After it was forced to close last year due to financial difficulties, the 34-room boutique property, one block from Cumulus Inc. on trendy Flinders Lane, reopened in November with new owners, a cream-and-dark-chocolate look devised by local design firm Hachem and the promise of sweet surprises.

The hotel’s website calls the place “the world’s premier dessert hotel” and describes swinging couches, pillow fragrances and a new restaurant that whips up dessert-themed cocktails. It sounds like a decadent dream. Or maybe a recipe for a massive headache.

After checking into a king suite – outfitted with mid-century-style furnishings, steel surfaces, velvety pillows and a black-and-white carpet reminiscent of licorice allsorts – I opt for a pre-dinner dip in the ninth-floor pool.

The rooftop deck may soon feature a bar and barbecue, but the famous cantilevered swimming pool will always be the highlight: two metres of it jut out over Flinders Lane, with glass walls that look down on passing cars and pedestrians, inducing vertigo in swimmers.

In the spirit of sweetness, two friends join us at the hotel’s new restaurant – ostensibly a dessert bar, though it serves dinner – called Om Nom. It’s 7:30pm, and the place is noticeably empty considering its location and head-chef Christy Tania, who’s worked with such greats as Alain Ducasse. We flag down our waitress and enquire about the ‘liquid desserts’: cake- and pie-inspired concoctions spiked with liquor.

She tactfully suggests the hotel’s versions of martini and daiquiri cocktails are more popular. Maybe the dessert concept hasn’t caught on? I opt for a Margaret River sauvignon blanc to pair with shared starters of Wagyu sliders, caramelised scallops, an antipasto sampler and Japanese buckwheat noodles.

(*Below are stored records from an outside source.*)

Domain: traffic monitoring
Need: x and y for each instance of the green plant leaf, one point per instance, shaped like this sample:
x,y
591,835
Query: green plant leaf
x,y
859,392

The antipasto, with its kalamata olive madeleines and a melon-and-prosciutto gelato, is the star of the savoury courses. Truthfully though, none of the dishes is outstanding. But we didn’t really come for the savoury stuff.

Neither did Om Nom, a fact which becomes even more apparent with the arrival of our desserts: chocolate soufflé, lemon meringue pie cocktail and a dish called ‘Basil Garden’. Each plate reveals painstaking attention to detail, especially the Garden, in which scoops of vanilla, olive oil and honey ice-cream are carefully encased in a chocolate-shell ‘pot’, topped with basil gelatine and edible flowers, and sprinkled with cocoa ‘soil’. It tastes as good as it looks. 

Sitting beneath the reflective copper ceiling at the end of our meal, I start to feel like a blob of nougat inside a candy wrapper. Thank goodness my room is just upstairs. I say goodnight to my friends, waddle up a few floors and collapse on the plush bed, only to find a caramel-coloured macaron taunting me from the nightstand. I can’t resist. I eat half then crawl under the covers, which are fluffy like whipped cream.

I only have myself to blame. I came for indulgence, and the new Adelphi served it with a cherry on top.

The details

The verdict: A unique hotel building gets the design update and creative concept it deserves. But the dessert bar, while tantalising, doesn’t stand up to dinner at nearby restaurants such as Cumulus Inc., Chin Chin and Ezard. Instead, go for the last course of the night.

The score: 15/20; great

We rated: The design­ – it’s playful without being gimmicky. Complimentary extras – such as a drink at the restaurant, house-made fairy floss and macarons – are irresistible. Herb-infused bath products by Appelles wash away the sugar hangover.

We hated: Om Nom’s waitstaff will need a little more enthusiasm if they’re going to convince Melburnians to eat dessert for dinner.

Where: 187 Flinders Lane, Melbourne

Notes: Rooms from $270 include wi-fi, local phone calls, mini-bar snacks and refreshments, as well as a welcome drink at Om Nom.